Art de Lhomé

  • Le canapé

    Le silence est entré, il s’est assis dans le salon
    Il ne parle pas, mais il me regarde fixement
    Et quand il fait ça, il appuie là ou ça fait mal,
    Faudrait que je me batte, mais moi j’ai plus l’moral
    Depuis une semaine mes jours ne se lèvent plus
    Ils restent allongés à pleurer dans les bras de la nuit
    Et la pluie sur ton corps sans vie….
    Je revois la scène qui a changé ma vie
    Plus rien n’a de sens, ni les objets, ni les espaces
    Quand il ne reste plus, ceux qu’on aime au centre
    Plus rien n’a de sens depuis mardi dernier
    Une vie s’est éteinte, mais L’amour lui continue
    Assis dans le désert de mon canapé
    J’avais tellement mal que je me suis assoupi
    Et j’ai rêvé que ton ombre sur le mur
    Se lève, sereine et vienne m’embrasser x 2
    Le silence est reparti me laissant seul dans l’appartement
    Et les murs se referment sur une part de nous
    Plus j’avance et plus j’ai l’impression que mes pas s’enfoncent
    Dans la neige épaisse de longues nuits blanches
    J’arrive plus à vivre sans toi, j’entasse dans ma poche
    Les regrets, les reproches et la culpabilité
    De n’avoir pas su profiter de chaque instant laissé à nos vies enlacées
    Et je caresse du doigt cette photo de toi
    Je te revois sourire mais je n’entends plus ta voix
    Et je me couche comme un animal blessé
    A chaque fois que je respire, j’écarte la plaie,
    Alors je saigne des soupirs,
    mes soupirs s’transforment en cris
    Mes cris appellent mes pleurs
    mais mes pleurs retiennent leurs larmes
    Car ce qui coule le long de mes jours
    Sont mes doutes et mes peines
    Car ce qui coule le long de mes joues
    ce sont des gouttes de je t’aime, «je t’aime pour toujours»

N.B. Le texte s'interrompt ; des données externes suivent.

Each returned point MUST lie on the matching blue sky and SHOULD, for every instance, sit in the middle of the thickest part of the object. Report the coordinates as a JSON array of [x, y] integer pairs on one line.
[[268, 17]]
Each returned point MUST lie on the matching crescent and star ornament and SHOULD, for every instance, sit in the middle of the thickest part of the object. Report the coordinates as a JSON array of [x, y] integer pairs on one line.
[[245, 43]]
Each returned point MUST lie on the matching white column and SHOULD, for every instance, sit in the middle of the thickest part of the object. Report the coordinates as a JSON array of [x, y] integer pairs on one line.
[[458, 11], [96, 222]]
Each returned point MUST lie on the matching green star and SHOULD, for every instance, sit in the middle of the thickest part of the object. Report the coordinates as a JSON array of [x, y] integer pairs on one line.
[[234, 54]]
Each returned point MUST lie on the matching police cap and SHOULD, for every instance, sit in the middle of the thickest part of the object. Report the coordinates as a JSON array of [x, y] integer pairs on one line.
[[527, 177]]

    Assis dans le désert de mon canapé
    J’avais tellement mal que je me suis assoupi
    Et j’ai rêvé que ton ombre sur le mur
    Se lève, sereine et vienne m’embrasser x2
    Le deuil est une corde où l’on se pend à rebours
    Le coeur un sablier qui ne tient plus debout
    Est-ce qu’on retrouve un jour ceux qu’on a aimé ?
    Est ce qu’on les retrouve de l’autre côté ?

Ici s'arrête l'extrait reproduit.